Online, Karilyn chronicled the joys of parenthood. Of her 2006 pregnancy with their first child, she wrote, “I get the hiccups all the time these days, I always think that Bob [then on deployment] is thinking about me.” When the baby itself hiccuped a few days later: “I guess Bob was thinking about her too.” When their daughter Quincy was finally born in December that year, she wrote excitedly that her husband had called from a Kuwaiti airport. “It was so good to hear his voice. I told him how the birth went and he got to hear Quincy squeaking in the background.” When the baby said its first words, she blogged that, “Much to Daddy’s happiness, she now says ‘D’ as in Dadadadadada.”
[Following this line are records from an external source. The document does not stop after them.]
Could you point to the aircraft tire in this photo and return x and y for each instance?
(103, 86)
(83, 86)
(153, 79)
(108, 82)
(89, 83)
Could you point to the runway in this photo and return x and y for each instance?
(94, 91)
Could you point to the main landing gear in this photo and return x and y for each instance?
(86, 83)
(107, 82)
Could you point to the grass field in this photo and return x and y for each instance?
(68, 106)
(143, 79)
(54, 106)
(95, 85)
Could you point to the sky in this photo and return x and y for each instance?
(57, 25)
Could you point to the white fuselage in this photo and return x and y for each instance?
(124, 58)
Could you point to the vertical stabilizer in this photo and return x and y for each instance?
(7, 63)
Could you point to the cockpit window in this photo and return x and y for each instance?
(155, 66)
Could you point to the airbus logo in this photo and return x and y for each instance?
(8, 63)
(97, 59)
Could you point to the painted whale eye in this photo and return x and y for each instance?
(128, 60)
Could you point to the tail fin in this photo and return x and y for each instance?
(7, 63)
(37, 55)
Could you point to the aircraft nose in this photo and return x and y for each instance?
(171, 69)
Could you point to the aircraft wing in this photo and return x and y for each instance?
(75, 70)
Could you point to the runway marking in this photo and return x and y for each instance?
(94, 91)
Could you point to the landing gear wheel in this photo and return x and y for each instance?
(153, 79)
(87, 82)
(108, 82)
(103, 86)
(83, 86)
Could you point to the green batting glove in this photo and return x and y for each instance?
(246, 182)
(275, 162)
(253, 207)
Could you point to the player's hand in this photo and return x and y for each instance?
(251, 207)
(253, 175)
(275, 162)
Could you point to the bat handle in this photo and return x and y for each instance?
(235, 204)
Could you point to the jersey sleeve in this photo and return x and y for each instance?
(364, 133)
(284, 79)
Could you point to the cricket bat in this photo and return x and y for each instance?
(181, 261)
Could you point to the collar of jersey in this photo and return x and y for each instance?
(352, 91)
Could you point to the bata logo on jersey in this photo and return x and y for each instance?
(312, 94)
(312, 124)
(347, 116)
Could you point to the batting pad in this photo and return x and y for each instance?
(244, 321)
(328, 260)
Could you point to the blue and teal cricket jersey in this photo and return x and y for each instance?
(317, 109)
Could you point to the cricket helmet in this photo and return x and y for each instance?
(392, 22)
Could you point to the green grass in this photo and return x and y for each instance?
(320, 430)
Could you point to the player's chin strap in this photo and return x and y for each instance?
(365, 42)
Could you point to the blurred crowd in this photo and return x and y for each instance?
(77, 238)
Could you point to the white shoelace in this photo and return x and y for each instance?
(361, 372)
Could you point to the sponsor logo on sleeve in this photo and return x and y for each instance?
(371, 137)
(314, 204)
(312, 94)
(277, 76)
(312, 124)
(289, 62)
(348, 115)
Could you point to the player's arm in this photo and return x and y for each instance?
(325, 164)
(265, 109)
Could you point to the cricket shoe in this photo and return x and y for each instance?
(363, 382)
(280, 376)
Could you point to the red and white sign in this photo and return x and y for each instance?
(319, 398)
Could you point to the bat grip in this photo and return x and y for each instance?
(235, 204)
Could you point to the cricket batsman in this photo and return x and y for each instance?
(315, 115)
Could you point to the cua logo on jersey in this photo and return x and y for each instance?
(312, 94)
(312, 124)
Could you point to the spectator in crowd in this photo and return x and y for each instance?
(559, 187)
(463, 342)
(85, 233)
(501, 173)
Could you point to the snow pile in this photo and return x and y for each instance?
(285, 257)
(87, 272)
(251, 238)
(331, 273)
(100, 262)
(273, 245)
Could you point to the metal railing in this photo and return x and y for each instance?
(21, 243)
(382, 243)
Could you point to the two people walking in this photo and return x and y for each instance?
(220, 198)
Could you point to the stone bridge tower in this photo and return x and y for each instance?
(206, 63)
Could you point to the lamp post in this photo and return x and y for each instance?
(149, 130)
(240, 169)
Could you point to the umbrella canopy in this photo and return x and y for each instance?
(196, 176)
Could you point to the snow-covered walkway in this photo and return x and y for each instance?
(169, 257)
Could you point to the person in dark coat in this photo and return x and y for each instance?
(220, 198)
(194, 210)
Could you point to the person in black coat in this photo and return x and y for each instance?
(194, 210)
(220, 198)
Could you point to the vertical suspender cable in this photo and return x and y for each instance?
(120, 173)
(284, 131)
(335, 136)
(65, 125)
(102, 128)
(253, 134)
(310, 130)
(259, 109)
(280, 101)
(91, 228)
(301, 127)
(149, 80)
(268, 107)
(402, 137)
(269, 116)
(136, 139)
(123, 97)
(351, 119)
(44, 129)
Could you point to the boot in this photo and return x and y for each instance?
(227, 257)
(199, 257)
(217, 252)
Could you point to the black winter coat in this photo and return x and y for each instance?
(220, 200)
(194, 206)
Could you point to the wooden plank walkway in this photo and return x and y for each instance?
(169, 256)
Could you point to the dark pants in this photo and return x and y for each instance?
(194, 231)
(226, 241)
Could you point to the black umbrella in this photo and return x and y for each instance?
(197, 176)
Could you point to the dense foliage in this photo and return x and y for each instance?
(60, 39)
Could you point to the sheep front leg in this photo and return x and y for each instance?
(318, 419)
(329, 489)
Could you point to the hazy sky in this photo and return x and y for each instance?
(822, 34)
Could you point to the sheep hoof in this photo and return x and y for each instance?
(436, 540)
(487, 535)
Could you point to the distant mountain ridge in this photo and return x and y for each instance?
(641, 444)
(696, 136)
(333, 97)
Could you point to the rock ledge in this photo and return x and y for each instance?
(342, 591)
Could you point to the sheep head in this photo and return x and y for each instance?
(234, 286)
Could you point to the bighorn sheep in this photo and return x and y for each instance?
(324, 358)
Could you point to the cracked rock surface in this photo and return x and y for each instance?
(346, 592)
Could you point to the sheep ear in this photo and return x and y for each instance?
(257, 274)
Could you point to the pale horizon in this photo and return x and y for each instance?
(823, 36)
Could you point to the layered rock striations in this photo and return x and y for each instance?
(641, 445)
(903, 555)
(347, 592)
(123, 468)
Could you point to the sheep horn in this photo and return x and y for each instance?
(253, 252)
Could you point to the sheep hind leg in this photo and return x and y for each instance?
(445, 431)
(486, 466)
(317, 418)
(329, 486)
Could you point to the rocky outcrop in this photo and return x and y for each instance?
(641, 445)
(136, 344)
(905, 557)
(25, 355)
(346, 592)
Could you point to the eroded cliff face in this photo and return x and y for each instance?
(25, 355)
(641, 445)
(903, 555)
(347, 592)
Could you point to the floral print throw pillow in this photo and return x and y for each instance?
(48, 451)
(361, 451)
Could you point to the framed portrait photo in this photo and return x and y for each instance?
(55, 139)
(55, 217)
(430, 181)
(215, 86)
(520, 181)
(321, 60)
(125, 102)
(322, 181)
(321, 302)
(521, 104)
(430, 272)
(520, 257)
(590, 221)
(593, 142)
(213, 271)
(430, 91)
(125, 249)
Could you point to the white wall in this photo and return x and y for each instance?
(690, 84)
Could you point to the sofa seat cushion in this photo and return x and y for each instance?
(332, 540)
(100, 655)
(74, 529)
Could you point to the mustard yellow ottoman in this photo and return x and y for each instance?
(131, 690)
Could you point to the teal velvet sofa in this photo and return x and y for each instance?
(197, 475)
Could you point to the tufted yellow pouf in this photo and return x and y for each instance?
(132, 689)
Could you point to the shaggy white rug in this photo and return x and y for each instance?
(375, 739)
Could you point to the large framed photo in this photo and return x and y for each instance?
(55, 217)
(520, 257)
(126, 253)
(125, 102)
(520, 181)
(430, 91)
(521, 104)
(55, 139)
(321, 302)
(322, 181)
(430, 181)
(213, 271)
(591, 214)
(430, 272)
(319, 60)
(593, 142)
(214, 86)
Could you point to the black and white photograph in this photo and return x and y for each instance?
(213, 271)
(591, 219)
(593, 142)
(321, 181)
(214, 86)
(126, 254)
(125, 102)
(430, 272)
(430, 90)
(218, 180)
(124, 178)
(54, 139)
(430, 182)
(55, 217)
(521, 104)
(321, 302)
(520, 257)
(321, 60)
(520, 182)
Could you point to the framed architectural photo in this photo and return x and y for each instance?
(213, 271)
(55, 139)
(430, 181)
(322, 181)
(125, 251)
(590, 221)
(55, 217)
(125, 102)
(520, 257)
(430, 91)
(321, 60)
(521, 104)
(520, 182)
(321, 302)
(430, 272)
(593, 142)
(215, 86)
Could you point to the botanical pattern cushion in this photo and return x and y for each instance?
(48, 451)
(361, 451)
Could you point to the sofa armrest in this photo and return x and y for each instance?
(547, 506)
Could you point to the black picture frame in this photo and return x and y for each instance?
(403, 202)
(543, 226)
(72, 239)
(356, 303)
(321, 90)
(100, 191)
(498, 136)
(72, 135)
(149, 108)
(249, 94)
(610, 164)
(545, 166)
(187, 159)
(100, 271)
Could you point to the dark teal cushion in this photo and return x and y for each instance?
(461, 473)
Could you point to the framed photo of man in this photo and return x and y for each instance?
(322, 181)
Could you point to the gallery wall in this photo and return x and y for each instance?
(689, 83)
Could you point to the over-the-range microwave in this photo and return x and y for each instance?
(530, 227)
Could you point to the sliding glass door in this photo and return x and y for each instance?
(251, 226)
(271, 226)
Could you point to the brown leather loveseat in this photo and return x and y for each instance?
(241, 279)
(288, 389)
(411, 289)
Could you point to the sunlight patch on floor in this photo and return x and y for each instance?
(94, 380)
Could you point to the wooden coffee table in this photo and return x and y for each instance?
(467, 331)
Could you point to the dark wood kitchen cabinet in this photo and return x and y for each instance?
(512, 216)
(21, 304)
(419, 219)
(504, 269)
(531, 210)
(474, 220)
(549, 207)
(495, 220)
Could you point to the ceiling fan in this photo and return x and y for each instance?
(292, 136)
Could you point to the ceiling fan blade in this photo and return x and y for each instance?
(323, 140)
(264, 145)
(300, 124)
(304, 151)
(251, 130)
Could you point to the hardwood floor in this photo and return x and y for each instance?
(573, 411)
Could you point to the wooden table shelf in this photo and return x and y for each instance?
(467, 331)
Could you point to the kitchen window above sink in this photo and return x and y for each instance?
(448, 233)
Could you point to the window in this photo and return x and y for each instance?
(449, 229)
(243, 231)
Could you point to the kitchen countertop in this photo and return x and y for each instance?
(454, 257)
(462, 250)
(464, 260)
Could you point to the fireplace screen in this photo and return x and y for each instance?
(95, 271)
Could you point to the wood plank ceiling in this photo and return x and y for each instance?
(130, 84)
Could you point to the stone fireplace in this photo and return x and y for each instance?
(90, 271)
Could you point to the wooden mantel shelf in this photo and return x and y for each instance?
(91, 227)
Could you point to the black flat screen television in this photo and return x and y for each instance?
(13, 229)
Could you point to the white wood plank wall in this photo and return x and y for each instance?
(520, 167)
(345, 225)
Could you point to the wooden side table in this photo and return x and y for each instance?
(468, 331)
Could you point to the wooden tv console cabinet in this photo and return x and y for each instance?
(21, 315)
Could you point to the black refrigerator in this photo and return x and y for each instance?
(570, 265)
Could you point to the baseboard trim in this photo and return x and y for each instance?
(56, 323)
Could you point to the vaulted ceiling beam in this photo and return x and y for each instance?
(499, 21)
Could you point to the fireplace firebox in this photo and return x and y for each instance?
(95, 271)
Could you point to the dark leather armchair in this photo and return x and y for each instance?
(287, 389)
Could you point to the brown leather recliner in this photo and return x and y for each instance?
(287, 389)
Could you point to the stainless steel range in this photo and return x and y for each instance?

Throughout all of this, it seems, Robert Bales was away from home. But when he was there, he was the model father — one Easter Sunday he was there decorating eggs with their daughter, even as he prepared to return to base.
Where the blog is most insightful is Karilyn’s last post. It was March 2011, and Robert had just been passed over for a promotion to E-7, sergeant first class.
It is very disappointed after all of the work Bob has done and all the sacrifices he has made for his love of his country, family and friends. I am sad and disappointed too, but I am also relieved, we can finally move on to the next phase of our lives. […] We are hoping that if we are proactive and ask to go to a location that the Army will allow us to have some control over where we go next.”
The silver lining was that the family might be able to get a transfer to, say, Germany (their top choice because it provided the “best adventure opportunity”) or Italy, or maybe to Hawaii (“nuff said”), or even, if need be, Kansas, where Robert’s family lives, or Georgia, where he could become a sniper teacher. In a hopeful coda, Karilyn wrote:
Since this is such an unknown path for us I am hoping to blog about it and look back in a year to see how far we have come from right now. A guess its a blog time capsule. I often wonder what ups and downs my parents went through and what they pondered in order to get through them. I hope Q and B enjoy reading about the decisions that Mom and Dad wen through during their lives.
It has now been a year since Karilyn wrote those words, and instead of seeing “how far we have come,” she and her two children are sequestered at the Joint Base Lewis-McChord, where her husband had been stationed, for their own protection.